Most provider-specific logic lives in provider plugins (registerProvider(...)) while FluffBuzz keeps the generic inference loop. Plugins own onboarding, model catalogs, auth env-var mapping, transport/config normalization, tool-schema cleanup, failover classification, OAuth refresh, usage reporting, thinking/reasoning profiles, and more. The full list of provider-SDK hooks and bundled-plugin examples lives in Provider plugins. A provider that needs a totally custom request executor is a separate, deeper extension surface.
Provider runtime capabilities is shared runner metadata (provider family, transcript/tooling quirks, transport/cache hints).

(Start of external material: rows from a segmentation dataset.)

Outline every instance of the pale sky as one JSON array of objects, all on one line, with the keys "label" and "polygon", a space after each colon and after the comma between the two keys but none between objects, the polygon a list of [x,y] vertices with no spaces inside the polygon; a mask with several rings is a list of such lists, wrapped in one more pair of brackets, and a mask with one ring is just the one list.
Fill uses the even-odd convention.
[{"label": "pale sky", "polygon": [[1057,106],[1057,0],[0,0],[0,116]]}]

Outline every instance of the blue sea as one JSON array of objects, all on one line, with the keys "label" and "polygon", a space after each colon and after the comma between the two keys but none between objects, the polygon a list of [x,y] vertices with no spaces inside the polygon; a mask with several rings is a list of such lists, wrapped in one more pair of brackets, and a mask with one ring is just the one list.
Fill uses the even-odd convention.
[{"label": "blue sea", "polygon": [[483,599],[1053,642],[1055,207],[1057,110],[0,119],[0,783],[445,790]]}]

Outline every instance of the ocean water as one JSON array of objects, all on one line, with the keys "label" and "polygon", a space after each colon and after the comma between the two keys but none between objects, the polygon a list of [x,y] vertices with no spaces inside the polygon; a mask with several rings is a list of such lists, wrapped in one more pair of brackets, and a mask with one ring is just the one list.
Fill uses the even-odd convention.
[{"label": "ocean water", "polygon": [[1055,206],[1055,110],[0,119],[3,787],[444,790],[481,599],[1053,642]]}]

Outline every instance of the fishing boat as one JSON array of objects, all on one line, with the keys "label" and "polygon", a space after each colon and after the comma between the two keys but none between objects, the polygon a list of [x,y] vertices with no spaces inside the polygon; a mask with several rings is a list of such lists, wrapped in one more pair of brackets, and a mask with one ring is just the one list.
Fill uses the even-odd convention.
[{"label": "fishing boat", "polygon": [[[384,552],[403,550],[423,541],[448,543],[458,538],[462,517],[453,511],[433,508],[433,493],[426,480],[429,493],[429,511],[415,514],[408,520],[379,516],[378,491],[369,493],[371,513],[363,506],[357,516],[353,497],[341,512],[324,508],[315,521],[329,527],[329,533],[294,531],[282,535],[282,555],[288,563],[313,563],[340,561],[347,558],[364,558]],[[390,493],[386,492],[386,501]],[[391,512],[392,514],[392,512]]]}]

It is not the same as the public capability model, which describes what a plugin registers (text inference, speech, etc.).

API key rotation

  • Supports generic provider rotation for selected providers.
  • Configure multiple keys via:
    • FLUFFBUZZ_LIVE_<PROVIDER>_KEY (single live override, highest priority)
    • <PROVIDER>_API_KEYS (comma or semicolon list)
    • <PROVIDER>_API_KEY (primary key)
    • <PROVIDER>_API_KEY_* (numbered list, e.g. <PROVIDER>_API_KEY_1)
  • For Google providers, GOOGLE_API_KEY is also included as fallback.
  • Key selection order preserves priority and deduplicates values.
  • Requests are retried with the next key only on rate-limit responses (for example 429, rate_limit, quota, resource exhausted, Too many concurrent requests, ThrottlingException, concurrency limit reached, workers_ai ... quota limit exceeded, or periodic usage-limit messages).
  • Non-rate-limit failures fail immediately; no key rotation is attempted.
  • When all candidate keys fail, the final error is returned from the last attempt.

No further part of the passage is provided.